Addio a Brighenti, primo azzurro a segnare nel tempio del calcio inglese

L'italiano perbene che profanò Wembley

Era bella la Modena di don Pietro Cremaschi, sul campo di polvere dell'oratorio dei salesiani, Sergio Brighenti giocava a pallone senza sapere, di certo, dove si trovasse Wembley. Però benissimo conosceva la nazionale azzurra, era il suo sogno. L'Italia era andata due volte a Londra, nel Trentaquattro sul campo dell'Arsenal dove, sconfitta, creò la leggenda dei leoni di Highbury, nel Quarantanove al White Hart Lane, lo stadio del Tottenham, di nuovo battuta. Sergio Brighenti passò dalla ghiaia e sabbia dei salesiani ai prati di calcio vero, Modena, ovviamente, fu la prima scuola ma a vent'anni si presentarono i signori dell'Inter e lo portarono a Milano.

Furono anni di promesse e premesse, il ragazzo segnava gol ma gli garbava anche retrocedere a metà campo, oggi lo avremmo definito un falso nove, passò alla Triestina e poi al Padova, la squadra che Nereo Rocco portò al terzo posto, Sergio Brighenti e Amos Mariani erano gli uomini per la nazionale di Farrari. Il sei maggio del Cinquantanove la squadra si presentò per la prima volta a Wembley. Prima del fischio d'inizio la banda suonò gli inni ma al posto di Mameli eseguì la Marcia Reale, per gli inglesi eravamo ancora sotto i Savoia. In vantaggio con Charlton e poi Bradley, gli inglesi persero Flowers e Brighenti segnò, con un mezzo pallonetto, il primo gol azzurro nel teatro imperiale di Londra, Mariani raddoppiò e fu pareggio.

La storia di Brighenti in nazionale non fu esaltante, nove presenze e due gol, Sergio non godeva di protezioni, anzi. Con la Sampdoria vinse il titolo di cannoniere con 28 gol ma il record gli venne tolto a beneficio di Sivori che usufruì del recupero clamoroso tra Juventus-Inter, realizzando i sei gol che permisero all'argentino di ottenere il premio sportsman e il pallone doro nazionale.

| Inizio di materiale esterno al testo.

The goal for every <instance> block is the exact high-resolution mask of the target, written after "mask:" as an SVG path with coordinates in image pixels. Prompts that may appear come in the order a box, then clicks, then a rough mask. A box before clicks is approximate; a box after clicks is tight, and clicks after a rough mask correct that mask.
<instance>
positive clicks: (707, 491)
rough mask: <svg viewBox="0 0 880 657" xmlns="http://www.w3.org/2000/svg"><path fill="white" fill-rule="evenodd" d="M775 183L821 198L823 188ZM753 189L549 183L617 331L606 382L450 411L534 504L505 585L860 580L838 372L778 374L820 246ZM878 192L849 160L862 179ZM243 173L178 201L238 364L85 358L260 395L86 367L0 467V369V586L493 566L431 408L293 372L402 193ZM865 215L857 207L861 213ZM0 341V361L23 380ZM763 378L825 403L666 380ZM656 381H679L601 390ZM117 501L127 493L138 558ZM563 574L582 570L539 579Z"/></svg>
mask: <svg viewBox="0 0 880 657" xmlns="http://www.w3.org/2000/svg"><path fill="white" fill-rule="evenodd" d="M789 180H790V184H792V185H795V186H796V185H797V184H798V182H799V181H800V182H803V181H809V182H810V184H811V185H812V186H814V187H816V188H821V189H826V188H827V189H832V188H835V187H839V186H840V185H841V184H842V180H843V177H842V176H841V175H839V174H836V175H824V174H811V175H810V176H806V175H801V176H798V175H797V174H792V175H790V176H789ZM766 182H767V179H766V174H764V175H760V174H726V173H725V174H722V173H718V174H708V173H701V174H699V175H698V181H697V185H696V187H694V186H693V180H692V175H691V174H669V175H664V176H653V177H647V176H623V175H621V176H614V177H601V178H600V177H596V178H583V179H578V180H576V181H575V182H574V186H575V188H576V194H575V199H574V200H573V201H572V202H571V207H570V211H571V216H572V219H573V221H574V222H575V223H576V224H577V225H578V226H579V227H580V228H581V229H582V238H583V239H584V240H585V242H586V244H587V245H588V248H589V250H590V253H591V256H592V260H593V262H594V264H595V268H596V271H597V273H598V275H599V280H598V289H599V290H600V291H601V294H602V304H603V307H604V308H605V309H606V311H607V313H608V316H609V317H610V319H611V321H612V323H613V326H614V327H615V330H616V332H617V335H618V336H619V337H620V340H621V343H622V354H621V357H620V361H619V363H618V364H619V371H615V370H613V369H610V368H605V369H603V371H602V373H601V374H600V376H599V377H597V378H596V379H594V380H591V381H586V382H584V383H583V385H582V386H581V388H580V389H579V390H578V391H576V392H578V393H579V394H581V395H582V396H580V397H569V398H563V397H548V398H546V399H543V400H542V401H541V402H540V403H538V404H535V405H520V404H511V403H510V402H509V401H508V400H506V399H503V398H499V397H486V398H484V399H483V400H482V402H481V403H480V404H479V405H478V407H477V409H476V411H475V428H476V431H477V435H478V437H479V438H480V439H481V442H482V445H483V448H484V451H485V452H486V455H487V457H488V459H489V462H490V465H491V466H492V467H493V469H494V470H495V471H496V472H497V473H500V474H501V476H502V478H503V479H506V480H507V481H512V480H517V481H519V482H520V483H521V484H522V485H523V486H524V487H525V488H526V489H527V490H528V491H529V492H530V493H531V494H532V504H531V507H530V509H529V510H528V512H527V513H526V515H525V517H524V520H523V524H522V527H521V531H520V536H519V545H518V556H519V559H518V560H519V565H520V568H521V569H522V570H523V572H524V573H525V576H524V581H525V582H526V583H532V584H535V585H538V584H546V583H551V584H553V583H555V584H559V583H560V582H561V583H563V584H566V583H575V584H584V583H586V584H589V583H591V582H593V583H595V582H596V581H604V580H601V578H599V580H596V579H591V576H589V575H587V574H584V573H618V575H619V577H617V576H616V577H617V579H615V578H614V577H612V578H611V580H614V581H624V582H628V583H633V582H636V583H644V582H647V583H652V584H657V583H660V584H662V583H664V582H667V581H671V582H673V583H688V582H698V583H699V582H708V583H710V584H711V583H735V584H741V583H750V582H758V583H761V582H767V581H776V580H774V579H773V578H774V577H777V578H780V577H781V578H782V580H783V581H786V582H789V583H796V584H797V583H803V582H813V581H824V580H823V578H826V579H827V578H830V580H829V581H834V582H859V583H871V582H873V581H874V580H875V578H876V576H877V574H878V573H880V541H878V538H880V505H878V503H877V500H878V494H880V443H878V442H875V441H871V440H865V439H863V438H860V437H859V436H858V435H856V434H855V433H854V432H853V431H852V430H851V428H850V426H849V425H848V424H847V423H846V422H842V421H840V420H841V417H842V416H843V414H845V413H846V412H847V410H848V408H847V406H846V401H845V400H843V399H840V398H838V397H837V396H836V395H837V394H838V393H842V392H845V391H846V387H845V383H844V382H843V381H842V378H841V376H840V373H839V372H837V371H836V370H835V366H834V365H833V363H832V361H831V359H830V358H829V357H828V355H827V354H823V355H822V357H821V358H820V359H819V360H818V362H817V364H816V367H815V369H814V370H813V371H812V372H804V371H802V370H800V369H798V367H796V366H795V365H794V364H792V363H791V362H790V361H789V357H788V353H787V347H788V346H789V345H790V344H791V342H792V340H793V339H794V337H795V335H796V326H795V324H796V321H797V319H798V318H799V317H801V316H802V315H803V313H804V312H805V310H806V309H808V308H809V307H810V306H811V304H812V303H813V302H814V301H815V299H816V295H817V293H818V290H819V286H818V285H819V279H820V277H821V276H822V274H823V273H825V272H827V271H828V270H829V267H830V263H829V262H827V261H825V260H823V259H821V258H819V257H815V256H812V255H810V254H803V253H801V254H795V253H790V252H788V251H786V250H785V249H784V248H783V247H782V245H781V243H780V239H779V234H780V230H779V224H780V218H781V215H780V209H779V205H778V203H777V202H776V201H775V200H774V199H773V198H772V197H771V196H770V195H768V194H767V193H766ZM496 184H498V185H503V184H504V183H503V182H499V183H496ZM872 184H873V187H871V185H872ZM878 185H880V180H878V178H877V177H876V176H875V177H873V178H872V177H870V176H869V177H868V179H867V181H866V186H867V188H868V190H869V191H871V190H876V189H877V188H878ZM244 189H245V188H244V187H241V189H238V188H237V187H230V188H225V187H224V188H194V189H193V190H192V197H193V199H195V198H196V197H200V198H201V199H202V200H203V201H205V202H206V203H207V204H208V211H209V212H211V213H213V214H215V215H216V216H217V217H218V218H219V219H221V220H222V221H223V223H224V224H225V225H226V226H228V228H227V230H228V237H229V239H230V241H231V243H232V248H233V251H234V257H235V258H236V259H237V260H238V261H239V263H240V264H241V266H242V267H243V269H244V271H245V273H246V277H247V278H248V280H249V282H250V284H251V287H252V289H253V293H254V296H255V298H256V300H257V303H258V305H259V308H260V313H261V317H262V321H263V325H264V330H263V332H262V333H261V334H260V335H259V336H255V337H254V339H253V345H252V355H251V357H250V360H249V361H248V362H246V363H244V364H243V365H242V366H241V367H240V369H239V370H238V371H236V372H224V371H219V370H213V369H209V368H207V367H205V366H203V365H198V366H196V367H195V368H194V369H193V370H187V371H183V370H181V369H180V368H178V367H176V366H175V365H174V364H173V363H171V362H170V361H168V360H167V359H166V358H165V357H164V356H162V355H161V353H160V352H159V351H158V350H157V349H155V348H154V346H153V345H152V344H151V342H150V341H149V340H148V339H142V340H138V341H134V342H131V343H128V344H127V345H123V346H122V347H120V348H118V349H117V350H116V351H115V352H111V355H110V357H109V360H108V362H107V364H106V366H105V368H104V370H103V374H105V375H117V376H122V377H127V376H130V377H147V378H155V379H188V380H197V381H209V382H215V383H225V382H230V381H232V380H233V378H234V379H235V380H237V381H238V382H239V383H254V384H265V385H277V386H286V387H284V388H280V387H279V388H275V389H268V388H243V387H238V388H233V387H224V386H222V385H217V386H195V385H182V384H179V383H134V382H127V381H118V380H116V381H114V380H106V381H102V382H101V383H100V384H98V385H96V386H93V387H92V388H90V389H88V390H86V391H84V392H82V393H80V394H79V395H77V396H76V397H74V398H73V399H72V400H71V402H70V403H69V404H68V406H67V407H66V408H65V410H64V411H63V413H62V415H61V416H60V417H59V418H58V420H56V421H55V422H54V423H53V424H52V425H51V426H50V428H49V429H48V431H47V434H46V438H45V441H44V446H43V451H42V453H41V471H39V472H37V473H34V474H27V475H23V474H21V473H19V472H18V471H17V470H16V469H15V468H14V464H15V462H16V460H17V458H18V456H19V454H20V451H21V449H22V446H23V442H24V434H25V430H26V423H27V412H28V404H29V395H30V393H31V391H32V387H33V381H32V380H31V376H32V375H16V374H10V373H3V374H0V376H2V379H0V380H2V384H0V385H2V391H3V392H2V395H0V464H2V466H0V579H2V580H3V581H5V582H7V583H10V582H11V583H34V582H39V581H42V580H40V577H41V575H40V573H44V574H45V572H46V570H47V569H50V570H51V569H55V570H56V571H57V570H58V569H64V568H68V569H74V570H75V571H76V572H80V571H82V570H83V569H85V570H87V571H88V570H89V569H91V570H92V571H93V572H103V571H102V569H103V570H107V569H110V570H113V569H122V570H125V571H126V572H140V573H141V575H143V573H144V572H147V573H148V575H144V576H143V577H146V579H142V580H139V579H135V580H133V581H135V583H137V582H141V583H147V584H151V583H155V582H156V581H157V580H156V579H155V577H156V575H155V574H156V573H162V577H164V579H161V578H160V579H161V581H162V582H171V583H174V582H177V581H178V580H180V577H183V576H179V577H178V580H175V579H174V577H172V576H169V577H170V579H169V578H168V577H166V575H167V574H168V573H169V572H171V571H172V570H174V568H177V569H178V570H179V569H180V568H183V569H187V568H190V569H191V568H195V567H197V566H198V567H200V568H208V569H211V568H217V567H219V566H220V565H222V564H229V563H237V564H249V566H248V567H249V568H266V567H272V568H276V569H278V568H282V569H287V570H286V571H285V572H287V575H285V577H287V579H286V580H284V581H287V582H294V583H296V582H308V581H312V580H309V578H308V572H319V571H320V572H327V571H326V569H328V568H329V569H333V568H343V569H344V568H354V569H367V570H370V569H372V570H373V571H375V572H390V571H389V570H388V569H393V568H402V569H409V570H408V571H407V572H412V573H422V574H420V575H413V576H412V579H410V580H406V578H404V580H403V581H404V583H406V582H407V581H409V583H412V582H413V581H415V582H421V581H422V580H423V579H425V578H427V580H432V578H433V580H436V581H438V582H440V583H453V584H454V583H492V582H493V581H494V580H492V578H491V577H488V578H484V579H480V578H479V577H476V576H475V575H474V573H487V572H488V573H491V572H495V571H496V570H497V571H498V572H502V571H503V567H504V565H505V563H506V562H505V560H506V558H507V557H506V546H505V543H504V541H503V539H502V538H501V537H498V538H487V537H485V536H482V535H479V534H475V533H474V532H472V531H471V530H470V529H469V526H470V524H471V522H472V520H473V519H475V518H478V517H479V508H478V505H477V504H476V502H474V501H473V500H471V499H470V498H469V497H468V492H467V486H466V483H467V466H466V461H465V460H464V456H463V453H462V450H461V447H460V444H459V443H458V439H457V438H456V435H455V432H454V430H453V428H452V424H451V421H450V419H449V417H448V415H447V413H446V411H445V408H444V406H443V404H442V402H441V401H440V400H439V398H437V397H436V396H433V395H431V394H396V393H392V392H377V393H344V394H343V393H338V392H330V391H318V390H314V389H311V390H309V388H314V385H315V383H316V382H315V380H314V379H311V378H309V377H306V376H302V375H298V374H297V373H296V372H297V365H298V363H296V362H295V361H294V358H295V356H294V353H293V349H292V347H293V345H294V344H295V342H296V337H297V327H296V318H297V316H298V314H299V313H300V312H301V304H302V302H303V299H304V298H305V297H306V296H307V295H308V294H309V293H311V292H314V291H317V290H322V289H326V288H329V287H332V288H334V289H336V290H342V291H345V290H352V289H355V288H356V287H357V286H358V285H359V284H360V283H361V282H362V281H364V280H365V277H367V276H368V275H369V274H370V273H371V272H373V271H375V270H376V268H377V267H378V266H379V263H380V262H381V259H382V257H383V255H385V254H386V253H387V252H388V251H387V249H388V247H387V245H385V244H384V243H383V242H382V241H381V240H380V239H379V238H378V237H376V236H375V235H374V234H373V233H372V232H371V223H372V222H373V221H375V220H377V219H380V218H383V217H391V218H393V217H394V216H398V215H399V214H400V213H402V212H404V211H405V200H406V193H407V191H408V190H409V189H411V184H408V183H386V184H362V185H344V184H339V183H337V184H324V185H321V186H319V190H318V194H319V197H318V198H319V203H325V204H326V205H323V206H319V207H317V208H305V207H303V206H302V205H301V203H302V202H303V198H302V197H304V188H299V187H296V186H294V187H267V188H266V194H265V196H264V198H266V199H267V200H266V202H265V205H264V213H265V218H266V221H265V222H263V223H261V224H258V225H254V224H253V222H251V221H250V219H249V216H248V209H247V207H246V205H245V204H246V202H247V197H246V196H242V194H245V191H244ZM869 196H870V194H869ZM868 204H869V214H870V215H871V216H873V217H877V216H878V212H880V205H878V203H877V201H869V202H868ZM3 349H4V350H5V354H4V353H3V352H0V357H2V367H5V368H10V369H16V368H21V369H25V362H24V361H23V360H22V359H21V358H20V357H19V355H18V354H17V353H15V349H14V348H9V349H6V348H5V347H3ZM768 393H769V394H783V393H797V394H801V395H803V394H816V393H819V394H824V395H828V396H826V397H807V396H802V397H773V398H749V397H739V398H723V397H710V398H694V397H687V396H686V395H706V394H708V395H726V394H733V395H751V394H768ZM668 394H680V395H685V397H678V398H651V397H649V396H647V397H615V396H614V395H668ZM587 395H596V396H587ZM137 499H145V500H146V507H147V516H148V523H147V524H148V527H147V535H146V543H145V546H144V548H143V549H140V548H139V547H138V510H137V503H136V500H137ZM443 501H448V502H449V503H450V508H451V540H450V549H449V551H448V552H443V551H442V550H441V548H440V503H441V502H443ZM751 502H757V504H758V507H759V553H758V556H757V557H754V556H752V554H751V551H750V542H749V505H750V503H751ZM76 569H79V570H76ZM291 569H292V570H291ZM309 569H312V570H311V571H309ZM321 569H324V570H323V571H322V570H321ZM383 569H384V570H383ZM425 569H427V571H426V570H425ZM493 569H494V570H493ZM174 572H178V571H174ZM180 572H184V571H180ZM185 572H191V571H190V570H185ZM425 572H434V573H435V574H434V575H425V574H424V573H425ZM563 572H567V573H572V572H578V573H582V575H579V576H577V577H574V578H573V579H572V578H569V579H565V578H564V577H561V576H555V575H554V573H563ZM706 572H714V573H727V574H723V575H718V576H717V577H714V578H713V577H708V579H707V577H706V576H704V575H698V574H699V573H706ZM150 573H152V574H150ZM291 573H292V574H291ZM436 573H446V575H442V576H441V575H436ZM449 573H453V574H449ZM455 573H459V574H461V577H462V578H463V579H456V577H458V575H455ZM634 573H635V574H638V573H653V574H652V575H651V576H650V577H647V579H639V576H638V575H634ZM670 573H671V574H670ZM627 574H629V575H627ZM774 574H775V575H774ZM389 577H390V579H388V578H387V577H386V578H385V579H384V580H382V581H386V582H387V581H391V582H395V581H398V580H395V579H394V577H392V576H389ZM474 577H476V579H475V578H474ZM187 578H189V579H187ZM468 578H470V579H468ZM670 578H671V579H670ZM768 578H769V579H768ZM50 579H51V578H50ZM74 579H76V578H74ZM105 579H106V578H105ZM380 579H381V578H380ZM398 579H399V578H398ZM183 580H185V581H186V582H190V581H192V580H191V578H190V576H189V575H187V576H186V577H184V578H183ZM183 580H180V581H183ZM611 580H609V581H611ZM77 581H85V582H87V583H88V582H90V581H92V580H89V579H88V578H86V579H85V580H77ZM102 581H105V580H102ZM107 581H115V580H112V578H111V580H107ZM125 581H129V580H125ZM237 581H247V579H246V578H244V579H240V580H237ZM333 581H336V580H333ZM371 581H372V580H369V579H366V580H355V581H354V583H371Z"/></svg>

Ravano, presidente della Sampdoria, per protesta rassegnò le dimissioni, Umberto Agnelli, presidente federale, rimediò alla furbata consegnando personalmente, al primo raduno azzurro a Coverciano, la statuetta di un chilo e mezzo d'oro al vero vincitore. Brighenti non aveva protettori, giocava a football come all'oratorio di don Pietro, quando segnò quattro gol all'Inter, i signori milanesi fecero sparire dalla circolazione le immagini di quella batosta, lo ricordò lo stesso Sergio con un moto di rabbia e di indignazione, come l'episodio di Sivori-Agnelli e così il boicottaggio nelle convocazioni per i mondiali in Cile, i tre della Sampdoria, Brighenti, Bernasconi e Marocchi vennero tagliati a beneficio dei soliti noti. Fu allenatore a Varese e poi assistente di Vicini nelle nazionali.

Sergio era davvero una brava persona, per questo a novant'anni se ne è andato in silenzio, quasi dimenticato da questo calcio che oggi finge di averne memoria.